The prompt template is defined in src/evaluation/llm_prompt_formatter.py. All models receive identical instructions with the complaint text inserted at {complaint_text}.

API Access

Access all 11,772 SEC litigation cases programmatically via our REST API.

Quick Start

pip install -r requirements.txt python api_server.py # Server runs on http://localhost:5000

Endpoints

GET /api/metadata

Get dataset metadata (total cases, scrape date).

GET /api/cases

Get all cases with pagination. Parameters: page (int), per_page (int, max 1000), release_date_from (YYYY-MM-DD), release_date_to (YYYY-MM-DD).
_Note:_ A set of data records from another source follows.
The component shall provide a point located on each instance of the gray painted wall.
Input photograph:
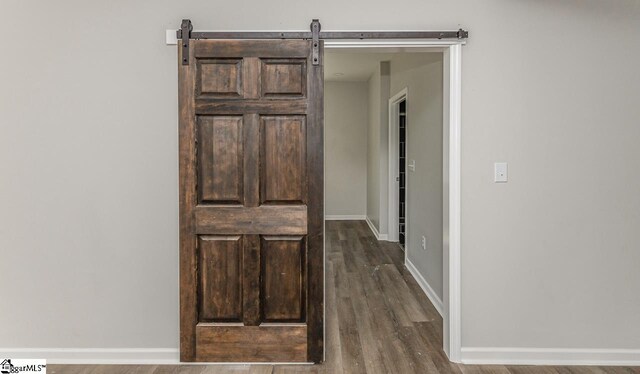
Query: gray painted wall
(373, 150)
(88, 158)
(345, 148)
(378, 148)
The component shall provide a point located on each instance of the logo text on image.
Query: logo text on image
(10, 366)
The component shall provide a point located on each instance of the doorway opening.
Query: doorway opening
(402, 167)
(387, 156)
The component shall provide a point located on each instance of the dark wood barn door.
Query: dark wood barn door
(251, 202)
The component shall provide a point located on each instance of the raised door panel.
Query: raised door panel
(283, 78)
(220, 159)
(283, 154)
(220, 277)
(219, 78)
(283, 283)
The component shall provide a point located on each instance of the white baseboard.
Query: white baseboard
(140, 356)
(431, 294)
(334, 217)
(375, 231)
(549, 356)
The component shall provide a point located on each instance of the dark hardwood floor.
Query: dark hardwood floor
(378, 320)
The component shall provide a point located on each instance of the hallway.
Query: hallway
(378, 320)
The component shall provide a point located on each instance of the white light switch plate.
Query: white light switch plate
(500, 172)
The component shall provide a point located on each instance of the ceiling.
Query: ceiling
(355, 66)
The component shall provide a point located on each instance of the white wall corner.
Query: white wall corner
(426, 288)
(549, 356)
(375, 231)
(139, 356)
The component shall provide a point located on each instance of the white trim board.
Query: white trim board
(140, 356)
(549, 356)
(426, 288)
(339, 217)
(375, 231)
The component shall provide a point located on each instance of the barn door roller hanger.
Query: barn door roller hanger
(186, 33)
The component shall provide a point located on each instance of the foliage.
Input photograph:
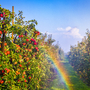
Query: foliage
(79, 58)
(22, 62)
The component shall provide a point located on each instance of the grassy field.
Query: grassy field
(76, 82)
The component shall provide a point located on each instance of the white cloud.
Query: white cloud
(69, 31)
(74, 32)
(60, 29)
(68, 28)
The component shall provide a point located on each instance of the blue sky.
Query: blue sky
(66, 20)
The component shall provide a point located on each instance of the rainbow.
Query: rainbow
(62, 73)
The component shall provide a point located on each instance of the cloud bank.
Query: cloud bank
(69, 31)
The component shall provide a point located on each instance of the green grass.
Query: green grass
(75, 80)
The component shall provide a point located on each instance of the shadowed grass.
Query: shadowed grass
(77, 84)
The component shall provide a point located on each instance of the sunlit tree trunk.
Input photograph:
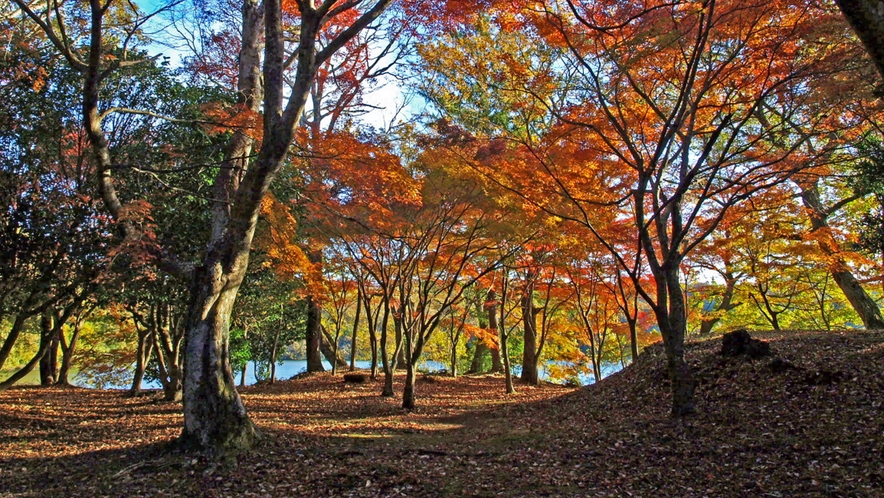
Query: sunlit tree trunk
(495, 322)
(529, 322)
(142, 356)
(313, 336)
(49, 342)
(355, 330)
(67, 351)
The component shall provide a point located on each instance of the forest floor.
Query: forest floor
(807, 421)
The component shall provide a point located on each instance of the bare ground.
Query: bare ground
(808, 421)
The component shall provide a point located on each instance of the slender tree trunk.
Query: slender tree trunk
(865, 306)
(529, 320)
(408, 399)
(385, 358)
(11, 337)
(355, 331)
(495, 322)
(330, 352)
(49, 361)
(453, 358)
(477, 365)
(273, 348)
(142, 356)
(673, 328)
(313, 337)
(67, 350)
(496, 364)
(491, 307)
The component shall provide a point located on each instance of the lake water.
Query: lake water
(290, 368)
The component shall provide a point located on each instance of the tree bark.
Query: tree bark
(67, 352)
(529, 322)
(479, 353)
(142, 356)
(408, 398)
(673, 328)
(355, 330)
(491, 305)
(49, 361)
(866, 18)
(313, 337)
(215, 418)
(495, 312)
(865, 306)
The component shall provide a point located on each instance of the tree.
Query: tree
(667, 119)
(215, 418)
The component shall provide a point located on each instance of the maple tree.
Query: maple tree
(681, 111)
(215, 418)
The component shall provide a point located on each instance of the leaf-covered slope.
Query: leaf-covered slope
(806, 421)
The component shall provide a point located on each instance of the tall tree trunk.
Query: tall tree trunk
(313, 337)
(330, 351)
(496, 364)
(478, 364)
(68, 348)
(386, 361)
(49, 361)
(865, 306)
(529, 322)
(273, 348)
(495, 322)
(142, 356)
(491, 306)
(453, 358)
(215, 418)
(355, 330)
(867, 20)
(673, 327)
(408, 399)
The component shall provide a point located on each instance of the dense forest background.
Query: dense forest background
(554, 186)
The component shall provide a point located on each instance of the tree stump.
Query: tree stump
(740, 343)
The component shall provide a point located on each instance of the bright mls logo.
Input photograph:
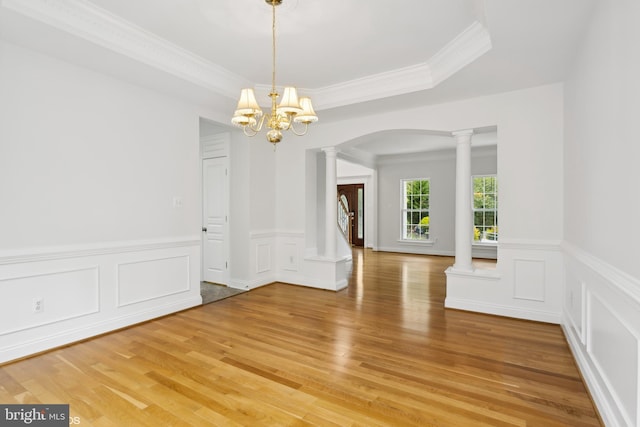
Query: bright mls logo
(34, 415)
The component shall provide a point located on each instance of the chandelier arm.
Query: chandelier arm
(293, 129)
(249, 131)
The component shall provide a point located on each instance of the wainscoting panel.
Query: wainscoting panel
(526, 283)
(263, 257)
(530, 281)
(290, 256)
(608, 350)
(50, 298)
(145, 280)
(44, 298)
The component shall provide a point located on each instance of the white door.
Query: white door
(215, 228)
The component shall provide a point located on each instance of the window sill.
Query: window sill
(417, 242)
(485, 244)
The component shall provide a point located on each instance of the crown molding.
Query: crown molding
(390, 83)
(89, 22)
(468, 46)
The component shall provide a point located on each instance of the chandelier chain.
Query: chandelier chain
(273, 45)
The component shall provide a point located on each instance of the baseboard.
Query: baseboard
(24, 349)
(502, 310)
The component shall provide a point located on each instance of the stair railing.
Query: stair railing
(345, 220)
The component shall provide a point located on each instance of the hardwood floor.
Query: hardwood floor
(383, 352)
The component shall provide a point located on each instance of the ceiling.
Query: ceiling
(352, 56)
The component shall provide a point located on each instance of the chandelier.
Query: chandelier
(293, 113)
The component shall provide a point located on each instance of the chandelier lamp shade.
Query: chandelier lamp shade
(293, 113)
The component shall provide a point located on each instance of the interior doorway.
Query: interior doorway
(353, 196)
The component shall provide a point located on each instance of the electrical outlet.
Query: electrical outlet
(38, 305)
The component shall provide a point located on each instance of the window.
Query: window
(485, 209)
(415, 209)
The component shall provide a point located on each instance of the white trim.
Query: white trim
(103, 248)
(48, 342)
(626, 283)
(502, 310)
(530, 244)
(89, 22)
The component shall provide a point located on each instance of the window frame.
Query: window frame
(484, 210)
(404, 211)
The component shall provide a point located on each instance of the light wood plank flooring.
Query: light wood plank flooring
(383, 352)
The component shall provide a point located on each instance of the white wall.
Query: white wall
(602, 297)
(89, 170)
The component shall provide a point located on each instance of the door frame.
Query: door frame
(215, 146)
(351, 193)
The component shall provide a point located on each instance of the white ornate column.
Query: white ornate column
(331, 202)
(463, 261)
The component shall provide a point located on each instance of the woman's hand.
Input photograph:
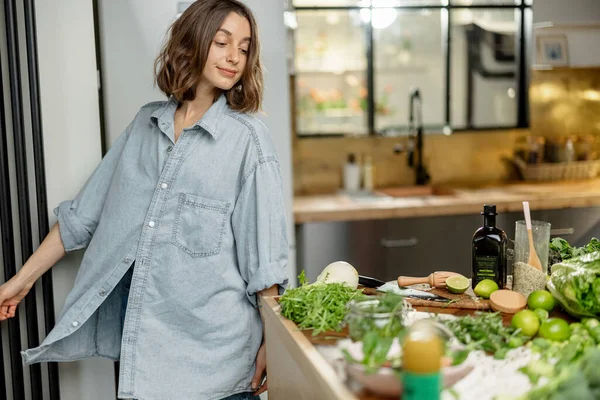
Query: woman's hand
(261, 371)
(11, 294)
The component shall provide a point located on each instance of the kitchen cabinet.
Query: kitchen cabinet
(388, 248)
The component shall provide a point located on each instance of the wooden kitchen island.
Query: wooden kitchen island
(296, 368)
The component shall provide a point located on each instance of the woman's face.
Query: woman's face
(228, 53)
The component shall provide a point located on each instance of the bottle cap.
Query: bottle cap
(489, 209)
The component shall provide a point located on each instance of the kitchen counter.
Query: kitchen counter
(447, 201)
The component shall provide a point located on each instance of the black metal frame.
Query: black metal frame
(40, 178)
(521, 73)
(8, 256)
(15, 102)
(18, 122)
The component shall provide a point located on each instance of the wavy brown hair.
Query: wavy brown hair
(179, 65)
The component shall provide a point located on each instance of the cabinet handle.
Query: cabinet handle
(560, 232)
(393, 243)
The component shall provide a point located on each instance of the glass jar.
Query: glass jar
(369, 314)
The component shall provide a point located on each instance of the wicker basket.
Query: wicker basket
(576, 170)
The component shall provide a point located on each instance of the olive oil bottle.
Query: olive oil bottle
(489, 250)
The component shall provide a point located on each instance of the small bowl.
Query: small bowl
(385, 382)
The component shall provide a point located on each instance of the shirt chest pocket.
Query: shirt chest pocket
(199, 225)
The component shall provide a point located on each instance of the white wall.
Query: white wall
(70, 119)
(582, 43)
(131, 34)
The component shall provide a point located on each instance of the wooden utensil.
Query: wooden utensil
(534, 260)
(436, 279)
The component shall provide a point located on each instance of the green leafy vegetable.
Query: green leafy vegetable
(566, 251)
(321, 307)
(566, 380)
(485, 331)
(570, 367)
(575, 283)
(382, 314)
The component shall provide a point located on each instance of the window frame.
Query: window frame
(446, 8)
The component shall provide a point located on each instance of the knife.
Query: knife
(392, 286)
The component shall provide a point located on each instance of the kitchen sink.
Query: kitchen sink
(415, 191)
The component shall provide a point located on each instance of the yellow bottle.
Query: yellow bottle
(422, 352)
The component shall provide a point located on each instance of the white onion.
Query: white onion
(339, 272)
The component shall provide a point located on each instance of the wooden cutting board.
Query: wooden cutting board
(465, 301)
(461, 301)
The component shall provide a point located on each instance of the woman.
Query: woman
(184, 226)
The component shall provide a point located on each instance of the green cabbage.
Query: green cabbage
(575, 283)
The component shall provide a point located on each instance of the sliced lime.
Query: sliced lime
(485, 288)
(457, 284)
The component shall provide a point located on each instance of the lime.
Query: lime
(485, 288)
(541, 314)
(541, 299)
(555, 329)
(457, 284)
(527, 322)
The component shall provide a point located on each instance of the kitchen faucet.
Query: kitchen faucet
(416, 132)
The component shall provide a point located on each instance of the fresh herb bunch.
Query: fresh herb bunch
(377, 334)
(321, 307)
(381, 314)
(484, 331)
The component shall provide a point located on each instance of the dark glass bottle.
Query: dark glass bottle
(489, 250)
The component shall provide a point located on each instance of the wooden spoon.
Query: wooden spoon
(436, 279)
(534, 260)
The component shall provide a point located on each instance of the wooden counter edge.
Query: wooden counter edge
(295, 368)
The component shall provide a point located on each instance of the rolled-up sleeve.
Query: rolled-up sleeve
(259, 227)
(78, 218)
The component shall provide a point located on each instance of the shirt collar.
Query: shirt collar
(164, 117)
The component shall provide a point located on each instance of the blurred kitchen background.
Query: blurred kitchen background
(505, 104)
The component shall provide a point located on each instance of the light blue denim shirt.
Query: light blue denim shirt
(204, 221)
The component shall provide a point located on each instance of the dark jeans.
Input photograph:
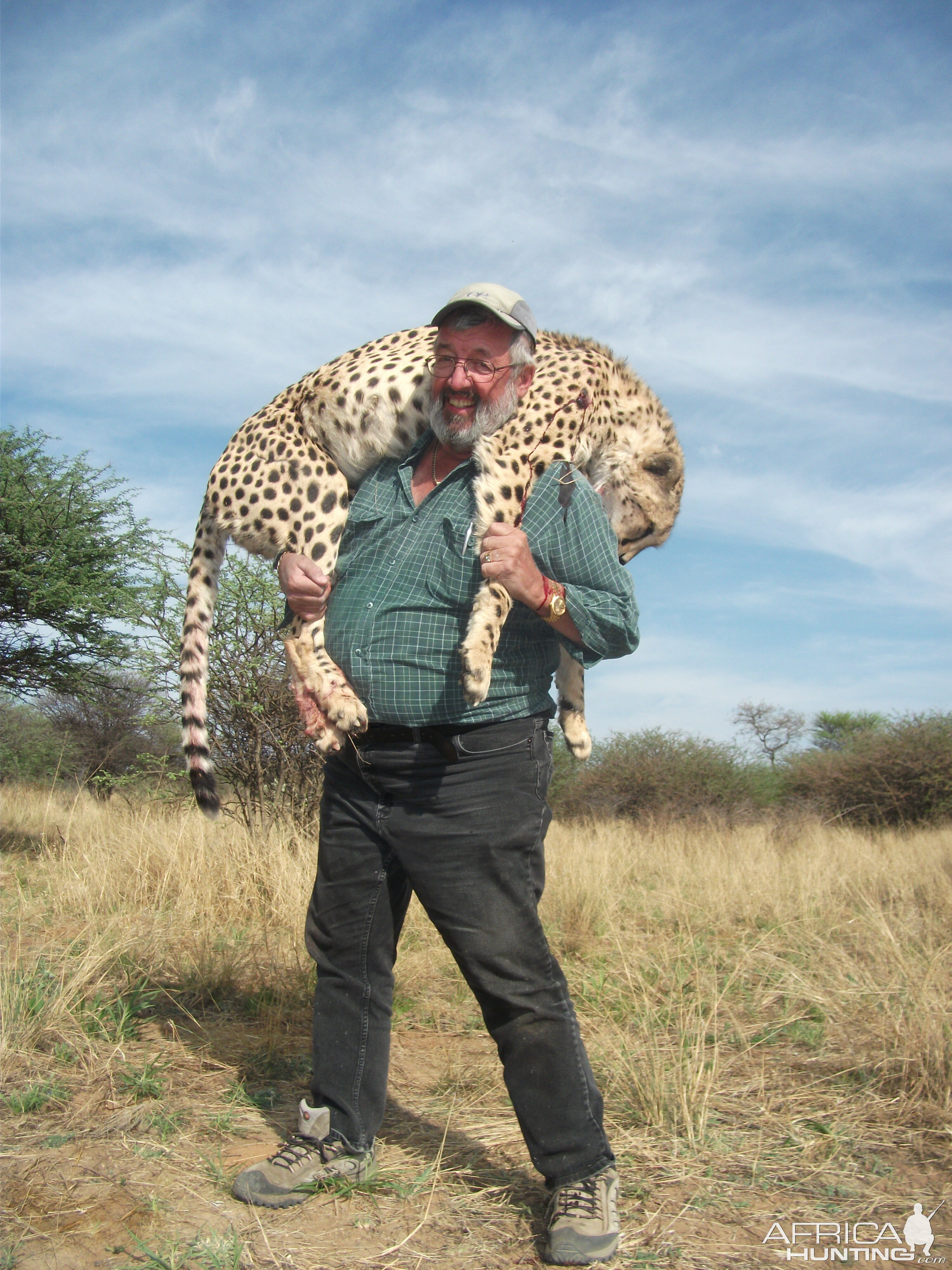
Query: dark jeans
(469, 839)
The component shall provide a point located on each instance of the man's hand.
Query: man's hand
(305, 586)
(511, 563)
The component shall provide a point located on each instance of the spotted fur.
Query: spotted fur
(289, 473)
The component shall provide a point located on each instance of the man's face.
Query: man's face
(464, 410)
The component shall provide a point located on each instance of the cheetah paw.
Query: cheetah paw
(478, 669)
(345, 709)
(577, 736)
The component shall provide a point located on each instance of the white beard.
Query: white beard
(489, 417)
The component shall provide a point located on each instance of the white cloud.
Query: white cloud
(204, 204)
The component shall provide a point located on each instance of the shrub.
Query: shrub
(31, 747)
(661, 774)
(897, 774)
(110, 731)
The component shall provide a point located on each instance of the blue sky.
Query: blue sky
(204, 201)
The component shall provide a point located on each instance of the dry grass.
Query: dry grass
(767, 1010)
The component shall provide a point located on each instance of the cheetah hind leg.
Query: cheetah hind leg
(329, 707)
(491, 610)
(571, 683)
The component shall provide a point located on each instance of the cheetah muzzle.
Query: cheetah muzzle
(286, 476)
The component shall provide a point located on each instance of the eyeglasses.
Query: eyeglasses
(475, 370)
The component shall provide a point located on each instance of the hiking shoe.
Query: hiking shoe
(301, 1164)
(583, 1221)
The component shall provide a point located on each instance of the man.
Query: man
(414, 803)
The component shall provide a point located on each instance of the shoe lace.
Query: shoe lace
(295, 1150)
(579, 1200)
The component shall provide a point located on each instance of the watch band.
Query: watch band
(553, 608)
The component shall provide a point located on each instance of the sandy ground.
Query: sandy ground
(105, 1182)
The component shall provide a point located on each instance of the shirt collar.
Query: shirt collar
(406, 469)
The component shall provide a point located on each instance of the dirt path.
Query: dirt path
(105, 1180)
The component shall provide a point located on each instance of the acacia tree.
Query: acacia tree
(72, 554)
(769, 727)
(258, 745)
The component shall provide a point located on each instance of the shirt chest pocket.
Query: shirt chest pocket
(454, 576)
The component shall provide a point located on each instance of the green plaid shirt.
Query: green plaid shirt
(408, 577)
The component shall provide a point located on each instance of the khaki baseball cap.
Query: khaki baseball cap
(501, 302)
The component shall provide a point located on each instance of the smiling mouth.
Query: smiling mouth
(459, 402)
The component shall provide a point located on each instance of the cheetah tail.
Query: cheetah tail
(200, 606)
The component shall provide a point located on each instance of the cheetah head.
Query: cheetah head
(639, 472)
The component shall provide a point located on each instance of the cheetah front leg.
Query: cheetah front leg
(491, 610)
(571, 683)
(329, 707)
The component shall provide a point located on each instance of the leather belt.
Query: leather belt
(440, 736)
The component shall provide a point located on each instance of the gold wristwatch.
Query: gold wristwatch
(553, 608)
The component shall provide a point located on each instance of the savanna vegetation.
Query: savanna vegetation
(757, 937)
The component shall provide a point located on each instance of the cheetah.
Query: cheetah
(289, 474)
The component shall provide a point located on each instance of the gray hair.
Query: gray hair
(522, 351)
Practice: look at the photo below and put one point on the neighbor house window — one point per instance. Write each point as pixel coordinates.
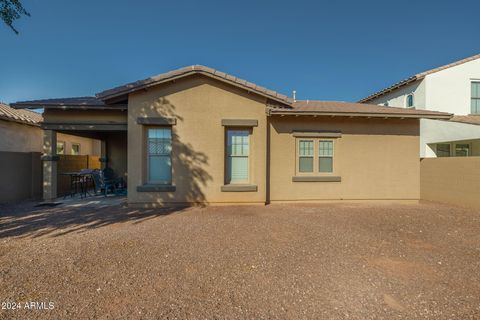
(305, 156)
(462, 150)
(475, 104)
(409, 100)
(325, 156)
(238, 151)
(75, 149)
(159, 149)
(443, 150)
(60, 147)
GET /api/cases/<release_number>

Get a specific case by release number (e.g., "LR-26445").

GET /api/cases/search

Search cases. Parameters: q (text search), title, court, charges, has_complaint (boolean), page, per_page.

GET /api/health

Health check endpoint.

Example

import requests BASE_URL = "http://localhost:5000/api" # Get metadata metadata = requests.get(f"{BASE_URL}/metadata").json() # Get paginated cases cases = requests.get(f"{BASE_URL}/cases", params={"page": 1, "per_page": 100}).json() # Search results = requests.get(f"{BASE_URL}/cases/search", params={"q": "fraud"}).json()

See api_example.py for complete examples. Visit http://localhost:5000/ when running for interactive docs.

Transparency

All schemas, prompts, and scoring logic are open source. Leaderboards are versioned by time period. Results can be independently reproduced.